Final Report Summary - PS3 (An artificial water-soluble photosystem by protein design)

The process of photosynthesis enables the conversion of light energy into chemical energy, and is responsible for the energy sources that we all rely on in our daily lives. Photosystems are the fundamental photosynthetic energy conversion units. These elaborate protein-pigment complexes are embedded in specialized membranes of plants, algae and photosynthetic bacteria. Their molecular architecture, and underlying activity principles are the best characterized and understood of all the biological processes as these can be easily triggered with light. Being a light-dependent process implies that the active molecules are colored, and the color changes that occur during the process can be monitored. Evolution through natural selection, gave rise to only two types of photosystems known as PS1 and PS2. Given what we know about photosynthesis, and how it is carried out in biology, the goal of the PS3 project was to develop a light energy conversion system, drawing inspiration from these natural photosystems, and using proteins and natural photosynthetic pigments as building blocks. In contrast to the natural photosystems that are embedded in lipid membranes, our goal was to construct a water-soluble photosystem. Thus, we aimed at building simplified water-soluble analogues of the natural photosystem components. This requires designing new proteins capable of assembling and organizing photosynthetic pigments, primarily chlorophylls, as well other electrochemically active molecules at well-defined geometries. Beyond the challenges of protein design, there are practical challenges in incorporating natural photosynthetic pigments such as chlorophylls that are water-insoluble into water-soluble proteins, and most importantly, ensuring that the protein bound pigment will maintain their light-harvesting functionality.

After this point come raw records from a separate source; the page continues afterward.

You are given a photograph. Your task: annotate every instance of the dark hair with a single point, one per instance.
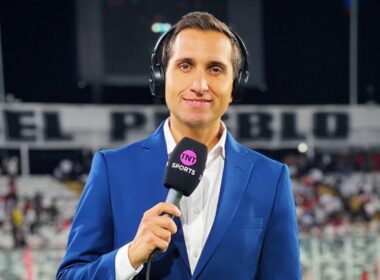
(206, 22)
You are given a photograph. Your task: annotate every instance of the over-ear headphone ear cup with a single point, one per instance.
(157, 81)
(239, 84)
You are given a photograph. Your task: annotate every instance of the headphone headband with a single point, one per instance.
(157, 71)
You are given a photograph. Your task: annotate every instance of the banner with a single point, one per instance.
(53, 126)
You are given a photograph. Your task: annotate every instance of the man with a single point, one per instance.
(240, 221)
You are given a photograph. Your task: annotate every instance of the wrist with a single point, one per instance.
(135, 263)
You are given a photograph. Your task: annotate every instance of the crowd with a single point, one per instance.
(335, 194)
(30, 217)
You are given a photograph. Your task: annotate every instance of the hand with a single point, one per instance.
(154, 232)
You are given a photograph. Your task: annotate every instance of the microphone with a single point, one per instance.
(184, 171)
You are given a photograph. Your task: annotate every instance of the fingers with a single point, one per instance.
(154, 232)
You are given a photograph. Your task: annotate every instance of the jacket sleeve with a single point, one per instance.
(280, 255)
(90, 250)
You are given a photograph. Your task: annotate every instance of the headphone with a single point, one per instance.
(157, 71)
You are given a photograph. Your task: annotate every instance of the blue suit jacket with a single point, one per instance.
(254, 235)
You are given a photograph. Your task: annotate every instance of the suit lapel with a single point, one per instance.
(156, 149)
(237, 169)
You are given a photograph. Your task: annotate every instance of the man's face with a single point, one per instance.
(199, 78)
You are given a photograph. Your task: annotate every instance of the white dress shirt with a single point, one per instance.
(198, 210)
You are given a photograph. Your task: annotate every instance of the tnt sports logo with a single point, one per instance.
(188, 158)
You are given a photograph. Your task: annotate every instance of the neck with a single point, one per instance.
(205, 135)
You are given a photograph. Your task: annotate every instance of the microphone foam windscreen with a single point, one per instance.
(185, 167)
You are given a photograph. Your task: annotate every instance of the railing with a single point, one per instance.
(335, 258)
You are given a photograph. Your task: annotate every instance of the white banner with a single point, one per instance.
(265, 127)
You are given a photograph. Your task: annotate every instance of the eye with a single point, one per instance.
(184, 66)
(216, 69)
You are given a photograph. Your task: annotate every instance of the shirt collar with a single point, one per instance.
(218, 149)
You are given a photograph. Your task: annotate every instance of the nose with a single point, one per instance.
(200, 84)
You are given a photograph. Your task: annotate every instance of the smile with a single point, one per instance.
(197, 103)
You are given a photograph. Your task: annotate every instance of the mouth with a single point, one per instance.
(190, 100)
(194, 103)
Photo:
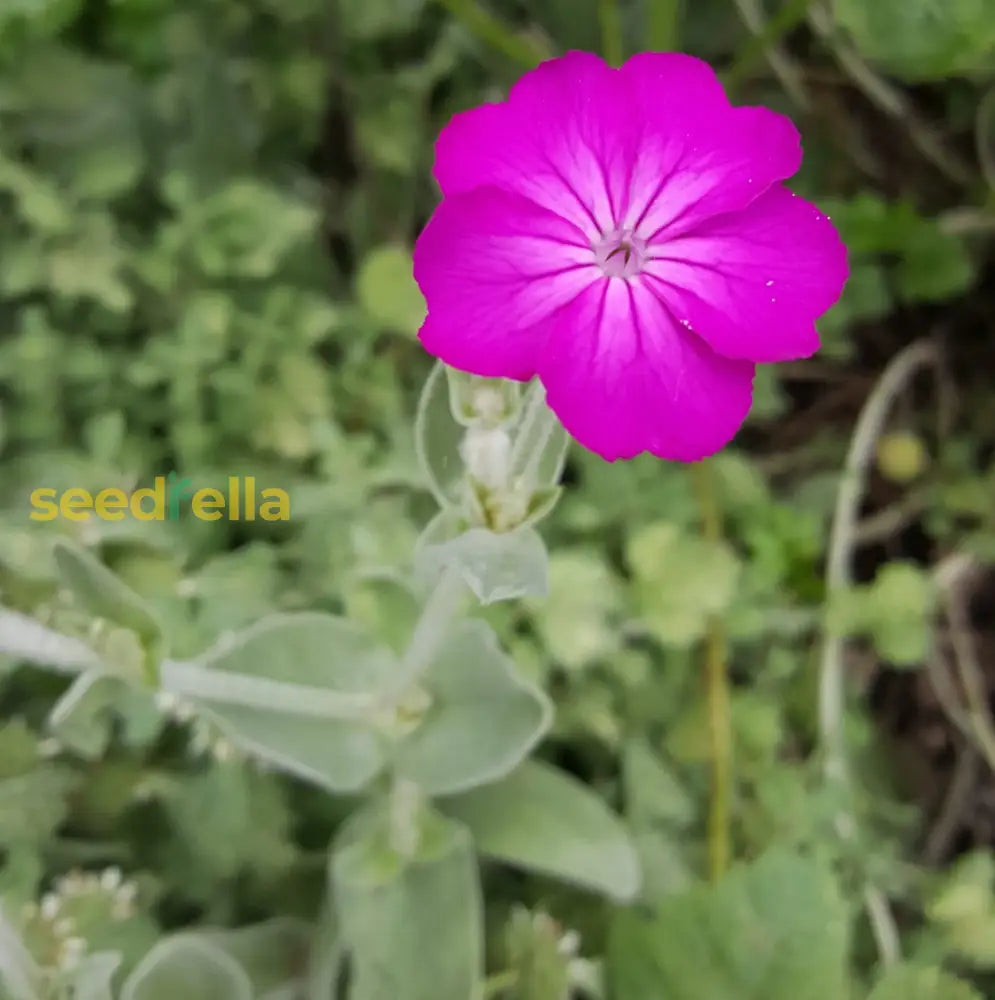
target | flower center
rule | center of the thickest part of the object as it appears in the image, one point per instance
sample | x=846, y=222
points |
x=620, y=253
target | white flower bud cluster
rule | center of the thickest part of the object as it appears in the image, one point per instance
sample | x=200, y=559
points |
x=56, y=915
x=486, y=453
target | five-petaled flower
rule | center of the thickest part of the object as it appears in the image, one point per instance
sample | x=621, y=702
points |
x=625, y=235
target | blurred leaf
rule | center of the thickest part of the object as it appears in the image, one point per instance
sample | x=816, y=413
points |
x=897, y=609
x=383, y=896
x=229, y=820
x=272, y=954
x=775, y=929
x=922, y=39
x=536, y=957
x=437, y=440
x=985, y=136
x=92, y=978
x=19, y=975
x=482, y=721
x=544, y=820
x=908, y=982
x=681, y=580
x=106, y=596
x=315, y=650
x=387, y=291
x=363, y=19
x=652, y=792
x=190, y=967
x=576, y=621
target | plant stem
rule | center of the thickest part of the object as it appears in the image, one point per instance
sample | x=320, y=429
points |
x=26, y=639
x=717, y=686
x=528, y=51
x=842, y=542
x=433, y=625
x=611, y=32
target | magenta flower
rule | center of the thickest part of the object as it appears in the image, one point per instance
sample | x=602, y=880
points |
x=624, y=235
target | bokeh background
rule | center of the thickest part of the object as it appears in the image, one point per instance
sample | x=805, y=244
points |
x=206, y=213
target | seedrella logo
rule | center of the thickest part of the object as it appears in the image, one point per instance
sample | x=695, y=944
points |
x=167, y=499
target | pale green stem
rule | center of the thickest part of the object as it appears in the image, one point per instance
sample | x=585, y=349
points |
x=611, y=32
x=717, y=687
x=842, y=541
x=25, y=639
x=433, y=625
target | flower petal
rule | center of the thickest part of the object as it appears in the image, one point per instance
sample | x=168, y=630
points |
x=697, y=156
x=624, y=377
x=493, y=266
x=752, y=283
x=562, y=138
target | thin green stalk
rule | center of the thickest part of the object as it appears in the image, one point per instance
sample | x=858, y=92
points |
x=717, y=688
x=527, y=50
x=433, y=626
x=610, y=19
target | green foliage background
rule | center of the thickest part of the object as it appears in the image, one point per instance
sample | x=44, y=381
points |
x=206, y=211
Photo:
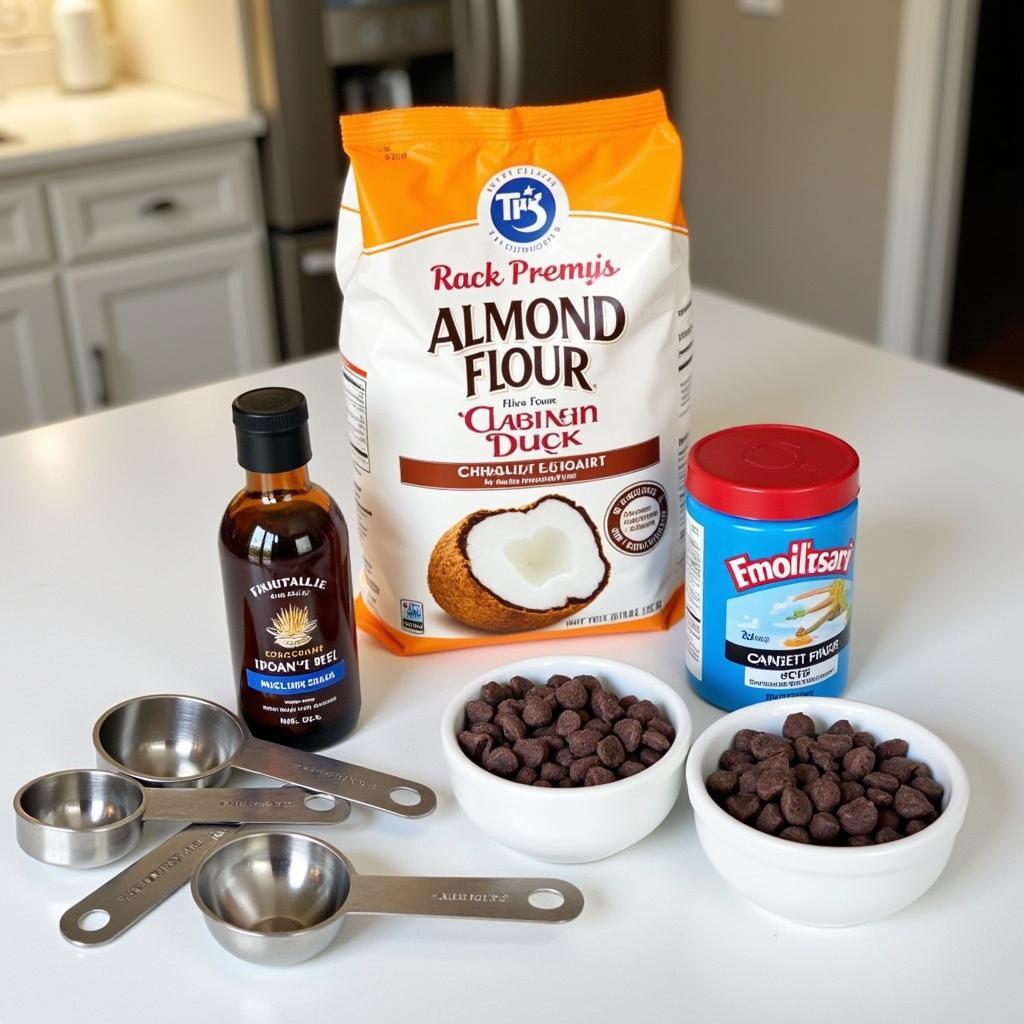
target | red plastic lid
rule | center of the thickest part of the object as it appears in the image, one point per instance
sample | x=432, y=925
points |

In the course of the PS3 project the major protein design, biochemical, and biophysical challenges were addressed through interdisciplinary research that involved developing and implementing computational tools for protein design, molecular, and electronic structure prediction, novel biochemical and molecular biology techniques for assembly and production of protein cofactor complexes, and a variety of spectroscopic tools for assessing the structure, organization, and functionality of the new protein-pigment complexes. Although our ultimate goal was not met by the end PS3 project, much progress has been made in designing and assembling prototypes of small artificial redox proteins such as iron-sulfur clusters proteins, and new templates for chlorophyll-binding proteins assembled by a novel water-in-oil emulsion-based method. The design and assembly of multi-chlorophyll binding proteins, has proved to be the most challenging and will require further study and development of the design protocols to account for the differences in water-solubility between the protein and chlorophylls. Successful designs may then be coupled to highly efficient biological catalysts that will enable using light for driving chemical reactions for fuel production.
These may then be used as building blocks for the construction of artificial solar energy conversion systems.